Hoover et Johnson sont complices, et ont facilité la tâche des parrains pour finalement faire élire le républicain Nixon, Dick Tricky Nixon. C'est "l'american death trip "

"N'essayez pas de découvrir mes penchants politiques"

Interviewé à France inter, le 28 mars 2001, James Ellroy essaie de vendre, en France, son livre sur l'ambiguïté, comme il a vendu, d'ailleurs, tout le reste de son œuvre. (Sa mère assassinée, dépecée, et tous ses "polars" obsédés, noirs). Peu importe ce qu'en dit, en l'occurrence, l'auteur : "american death trip" est un chef d'œuvre anti-impérialiste, anti-capitaliste - démocratique. Pas anti-américain, jamais Ellroy ne vous dira cela, mais un des plus terribles, des plus efficaces "romans" contre cette super puissance immorale, sanguinaire, dictatoriale des actionnaires et des maffieux et de tous leurs larbins corrompus.

Sammy Davis Junior a le droit d'aller dans les hôtels de Las Vegas pour donner une caution "noire" à Howard Hughes, mais les "autres" noirs qui puent - sudation- en sont chassés et cantonnés à Vegas-Ouest, seul quartier où la vente de "la blanche" est permise par les parrains. Les "vedettes" des médias et du show-biz, Lenny Bruce, Rock Hudson, Sal Minéo, Rita Hayworth, Frank Sinatra, Léonard Berstein ... sont soumises, subordonnées, dans leur trip, à la loi des maffieux, le monde est structuré par les orgies, le chantage, la torture, les crimes odieux, les "scalps" des fidelistes, et un "ordre" moral qui dénaturent jusqu'aux moindres sentiments humains. Les femmes sont des esclaves assassinées par les maffieux avec "leurs hommes", mais elles sont présentées en fait comme les seules qui, dignement, résistent. Et les plus "progressistes" des "humains-assassins" de cette saga sont ceux qui louvoient, jouent double, triple, quadruple jeu, en feignant d'être réalistes, lucides, et de masquer leur désespoir. Un monde de serial-killers et de corruption : celui du pouvoir aux USA.
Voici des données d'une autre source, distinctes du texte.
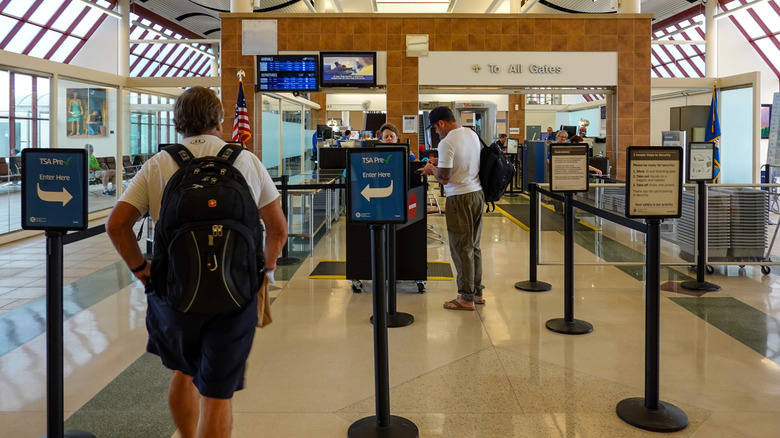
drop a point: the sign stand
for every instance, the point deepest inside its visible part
(383, 424)
(653, 191)
(54, 348)
(649, 412)
(533, 285)
(376, 194)
(568, 325)
(700, 283)
(394, 318)
(54, 192)
(700, 161)
(568, 174)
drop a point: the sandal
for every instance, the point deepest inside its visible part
(455, 305)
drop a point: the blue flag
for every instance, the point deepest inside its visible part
(712, 132)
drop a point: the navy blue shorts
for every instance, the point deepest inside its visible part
(213, 348)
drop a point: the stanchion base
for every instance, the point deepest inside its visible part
(76, 434)
(533, 286)
(704, 286)
(367, 428)
(287, 261)
(667, 418)
(573, 327)
(397, 319)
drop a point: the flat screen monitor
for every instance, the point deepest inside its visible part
(571, 130)
(287, 73)
(348, 69)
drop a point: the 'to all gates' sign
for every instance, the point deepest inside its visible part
(54, 189)
(376, 185)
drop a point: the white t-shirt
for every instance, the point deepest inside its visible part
(146, 188)
(459, 151)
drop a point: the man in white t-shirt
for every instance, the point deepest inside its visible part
(206, 353)
(457, 168)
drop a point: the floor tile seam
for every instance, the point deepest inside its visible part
(547, 363)
(411, 378)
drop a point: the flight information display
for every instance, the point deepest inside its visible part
(287, 72)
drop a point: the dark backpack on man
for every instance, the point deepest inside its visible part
(208, 241)
(495, 173)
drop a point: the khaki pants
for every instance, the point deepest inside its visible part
(464, 228)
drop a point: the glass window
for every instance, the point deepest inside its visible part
(68, 16)
(5, 95)
(22, 95)
(86, 23)
(22, 39)
(65, 50)
(17, 8)
(752, 28)
(6, 24)
(42, 87)
(45, 44)
(138, 67)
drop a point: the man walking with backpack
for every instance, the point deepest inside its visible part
(458, 169)
(206, 352)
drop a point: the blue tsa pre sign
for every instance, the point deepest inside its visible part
(376, 185)
(54, 189)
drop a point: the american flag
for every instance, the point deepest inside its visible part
(241, 130)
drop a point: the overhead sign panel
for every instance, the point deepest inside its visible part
(554, 69)
(54, 189)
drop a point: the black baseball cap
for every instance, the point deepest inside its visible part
(439, 113)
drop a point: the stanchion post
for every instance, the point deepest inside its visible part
(568, 325)
(55, 427)
(532, 285)
(394, 318)
(54, 348)
(700, 283)
(383, 424)
(649, 412)
(285, 259)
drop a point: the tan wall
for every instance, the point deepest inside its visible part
(626, 34)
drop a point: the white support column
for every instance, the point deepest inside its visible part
(629, 6)
(123, 37)
(240, 5)
(711, 40)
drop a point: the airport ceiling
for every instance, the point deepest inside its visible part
(202, 16)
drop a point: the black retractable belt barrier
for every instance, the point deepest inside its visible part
(285, 260)
(701, 243)
(533, 285)
(383, 424)
(54, 345)
(394, 318)
(568, 325)
(649, 412)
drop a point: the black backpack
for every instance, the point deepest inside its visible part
(208, 241)
(495, 173)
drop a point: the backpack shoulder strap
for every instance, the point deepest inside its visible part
(180, 154)
(229, 153)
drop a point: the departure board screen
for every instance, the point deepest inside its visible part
(287, 72)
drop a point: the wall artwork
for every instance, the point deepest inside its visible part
(766, 111)
(86, 109)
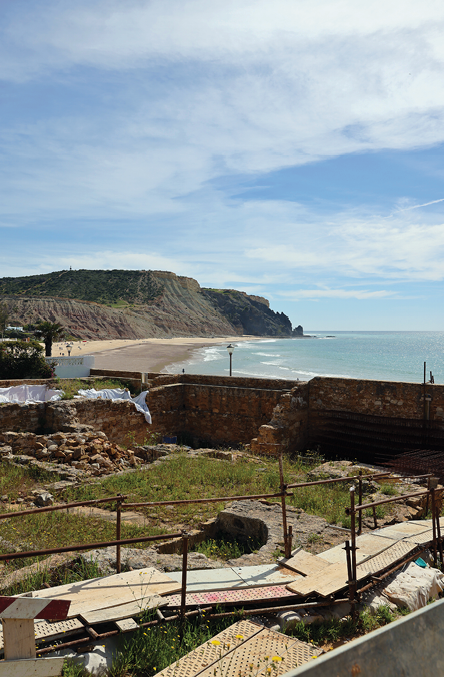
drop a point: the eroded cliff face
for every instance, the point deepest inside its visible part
(152, 304)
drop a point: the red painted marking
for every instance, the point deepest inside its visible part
(56, 609)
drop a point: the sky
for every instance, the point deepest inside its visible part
(291, 149)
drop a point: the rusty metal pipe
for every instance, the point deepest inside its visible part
(205, 500)
(353, 582)
(289, 607)
(184, 576)
(51, 508)
(440, 547)
(87, 546)
(360, 503)
(287, 554)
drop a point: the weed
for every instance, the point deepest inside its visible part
(224, 547)
(389, 490)
(314, 538)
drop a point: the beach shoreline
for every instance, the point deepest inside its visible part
(151, 355)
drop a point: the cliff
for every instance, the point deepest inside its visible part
(98, 304)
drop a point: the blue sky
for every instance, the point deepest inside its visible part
(288, 148)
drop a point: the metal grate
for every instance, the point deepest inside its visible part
(246, 595)
(56, 630)
(387, 558)
(209, 653)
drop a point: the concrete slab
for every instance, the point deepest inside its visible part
(367, 544)
(246, 595)
(404, 529)
(245, 648)
(412, 646)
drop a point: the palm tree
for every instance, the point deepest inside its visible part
(49, 332)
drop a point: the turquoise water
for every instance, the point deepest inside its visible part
(386, 355)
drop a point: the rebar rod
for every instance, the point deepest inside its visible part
(118, 533)
(283, 507)
(184, 575)
(205, 500)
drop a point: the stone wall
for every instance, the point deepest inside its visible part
(215, 415)
(346, 416)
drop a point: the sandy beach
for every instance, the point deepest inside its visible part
(145, 355)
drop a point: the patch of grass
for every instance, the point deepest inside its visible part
(150, 650)
(37, 580)
(181, 478)
(58, 529)
(389, 490)
(224, 547)
(334, 630)
(314, 538)
(14, 480)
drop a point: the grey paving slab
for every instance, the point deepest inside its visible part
(265, 574)
(367, 544)
(403, 530)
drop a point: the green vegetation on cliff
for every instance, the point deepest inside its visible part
(108, 304)
(100, 286)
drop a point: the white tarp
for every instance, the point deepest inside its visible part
(119, 394)
(28, 394)
(414, 586)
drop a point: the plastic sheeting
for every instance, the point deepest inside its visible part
(415, 586)
(29, 394)
(119, 394)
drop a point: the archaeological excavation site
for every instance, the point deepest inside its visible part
(187, 525)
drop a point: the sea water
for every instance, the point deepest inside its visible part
(380, 355)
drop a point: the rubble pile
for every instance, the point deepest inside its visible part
(90, 452)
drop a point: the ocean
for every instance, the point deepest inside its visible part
(376, 355)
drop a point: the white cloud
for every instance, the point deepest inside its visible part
(361, 294)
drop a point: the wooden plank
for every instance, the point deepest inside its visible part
(38, 667)
(44, 629)
(367, 544)
(19, 638)
(123, 610)
(110, 591)
(304, 563)
(27, 607)
(126, 624)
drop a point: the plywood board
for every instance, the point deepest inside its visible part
(305, 563)
(367, 544)
(386, 558)
(210, 652)
(101, 593)
(32, 667)
(402, 530)
(245, 595)
(265, 574)
(45, 629)
(120, 611)
(126, 624)
(202, 580)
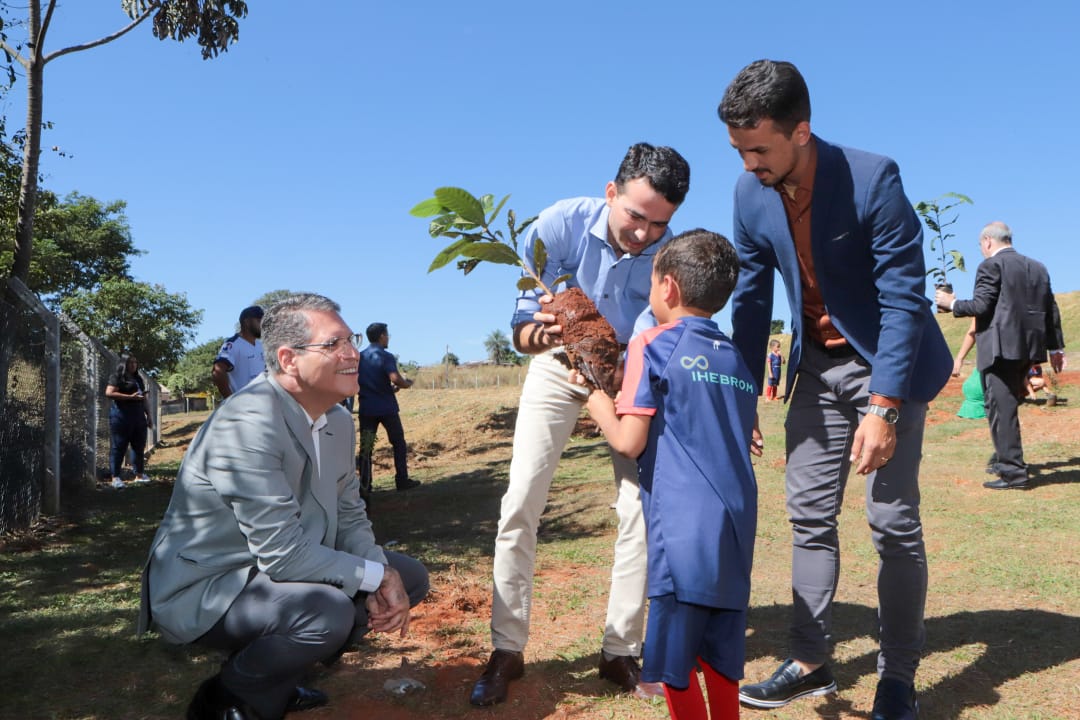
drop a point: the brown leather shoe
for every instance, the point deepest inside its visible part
(503, 666)
(622, 670)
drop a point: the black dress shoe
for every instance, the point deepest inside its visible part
(306, 698)
(894, 700)
(213, 702)
(1002, 484)
(787, 683)
(503, 666)
(622, 669)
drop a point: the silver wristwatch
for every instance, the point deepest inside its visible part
(889, 415)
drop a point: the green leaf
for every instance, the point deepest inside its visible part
(498, 208)
(958, 260)
(491, 253)
(462, 203)
(562, 279)
(428, 208)
(539, 257)
(448, 254)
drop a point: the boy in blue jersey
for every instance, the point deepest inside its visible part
(687, 411)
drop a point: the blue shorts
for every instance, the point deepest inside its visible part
(679, 633)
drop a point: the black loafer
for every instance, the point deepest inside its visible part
(622, 669)
(306, 698)
(894, 700)
(787, 683)
(491, 689)
(1002, 484)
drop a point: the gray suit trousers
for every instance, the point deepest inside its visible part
(829, 399)
(275, 632)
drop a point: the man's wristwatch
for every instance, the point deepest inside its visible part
(889, 415)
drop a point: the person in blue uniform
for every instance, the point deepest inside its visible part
(687, 411)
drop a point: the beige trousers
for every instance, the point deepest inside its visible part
(547, 413)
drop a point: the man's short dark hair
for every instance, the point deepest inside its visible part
(667, 171)
(375, 330)
(703, 263)
(766, 90)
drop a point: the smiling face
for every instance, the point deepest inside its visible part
(321, 377)
(770, 154)
(639, 215)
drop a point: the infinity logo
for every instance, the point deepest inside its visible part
(697, 362)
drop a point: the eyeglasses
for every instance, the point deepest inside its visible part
(334, 344)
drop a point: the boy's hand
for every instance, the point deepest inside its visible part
(756, 439)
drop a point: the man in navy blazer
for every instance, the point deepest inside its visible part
(266, 551)
(866, 356)
(1016, 320)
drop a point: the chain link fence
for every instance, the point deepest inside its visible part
(54, 417)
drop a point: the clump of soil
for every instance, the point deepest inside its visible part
(591, 344)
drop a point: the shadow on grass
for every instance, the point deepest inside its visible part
(1056, 472)
(1013, 642)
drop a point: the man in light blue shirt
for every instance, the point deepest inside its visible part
(606, 245)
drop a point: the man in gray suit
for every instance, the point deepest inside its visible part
(266, 551)
(1016, 321)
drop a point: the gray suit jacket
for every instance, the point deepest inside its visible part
(1016, 317)
(250, 497)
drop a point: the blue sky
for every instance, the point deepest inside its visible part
(292, 161)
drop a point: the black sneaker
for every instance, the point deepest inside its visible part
(894, 700)
(787, 683)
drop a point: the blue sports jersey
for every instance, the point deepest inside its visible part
(698, 487)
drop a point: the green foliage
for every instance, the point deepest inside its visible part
(499, 349)
(271, 298)
(468, 220)
(932, 212)
(192, 371)
(138, 317)
(79, 242)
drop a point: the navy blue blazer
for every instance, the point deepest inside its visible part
(867, 253)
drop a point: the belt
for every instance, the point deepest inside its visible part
(838, 351)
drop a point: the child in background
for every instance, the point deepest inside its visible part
(775, 360)
(686, 411)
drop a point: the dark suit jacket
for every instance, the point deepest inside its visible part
(867, 252)
(1016, 317)
(250, 497)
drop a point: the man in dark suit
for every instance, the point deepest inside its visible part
(266, 551)
(1016, 321)
(867, 355)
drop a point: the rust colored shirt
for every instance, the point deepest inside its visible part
(797, 200)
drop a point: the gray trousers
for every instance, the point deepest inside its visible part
(828, 401)
(275, 632)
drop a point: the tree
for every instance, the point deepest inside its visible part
(80, 242)
(191, 374)
(214, 23)
(138, 317)
(271, 298)
(498, 348)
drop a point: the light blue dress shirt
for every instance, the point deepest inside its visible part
(575, 234)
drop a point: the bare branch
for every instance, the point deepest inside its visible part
(100, 41)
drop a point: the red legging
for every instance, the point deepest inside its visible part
(690, 705)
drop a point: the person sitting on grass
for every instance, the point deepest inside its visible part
(687, 411)
(266, 552)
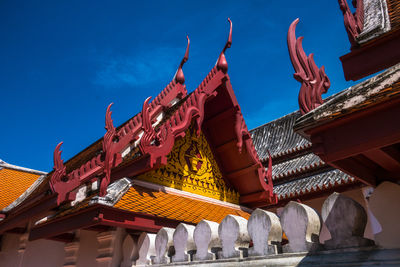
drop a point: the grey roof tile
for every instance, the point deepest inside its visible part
(296, 165)
(278, 137)
(318, 182)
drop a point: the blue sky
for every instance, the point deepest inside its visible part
(63, 62)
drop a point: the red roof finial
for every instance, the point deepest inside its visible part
(222, 64)
(59, 168)
(179, 77)
(314, 81)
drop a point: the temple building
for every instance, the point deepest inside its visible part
(173, 183)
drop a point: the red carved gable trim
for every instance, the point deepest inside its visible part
(253, 182)
(354, 23)
(113, 144)
(314, 81)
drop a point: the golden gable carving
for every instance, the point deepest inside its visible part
(191, 167)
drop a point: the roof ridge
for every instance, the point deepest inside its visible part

James Ellroy a promis de ne pas écrire sur la famille Bush dont il est proche : à propos de "W" (Bush junior) il déclare : "Je ne lui dicterai pas sa politique, il ne me dictera pas mes livres "

Tout cela, à quarante ans d'intervalle, n'a rien à envier à la Russie de Staline-Krouchtchev-Brejnev et de Poutine. Mais la description de l'Amérique du Nord ("cold") par James Ellroy est révolutionnaire. Elle vous encercle, vous obnubile, vous abat, vous stimule. Avez-vous les épaules assez solides pour lutter, ou, après avoir louvoyé, triché comme Ward Littell, vous tirez-vous une balle dans la tête ? Savez-vous résister aux brutes, machines à tuer, bouffeurs de moricauds, françouses fêlées comme Pete Bondurant, et Jean-Philippe Mesclede ? Ces puissances du diable ? Haine blanche et lapin noir, Hoover et LBJ, Carlos ou Jimmy Hoffa ?

Pourquoi il faut lire ce livre (et le précédent) en urgence ? Parce qu'ils sont révolutionnaires.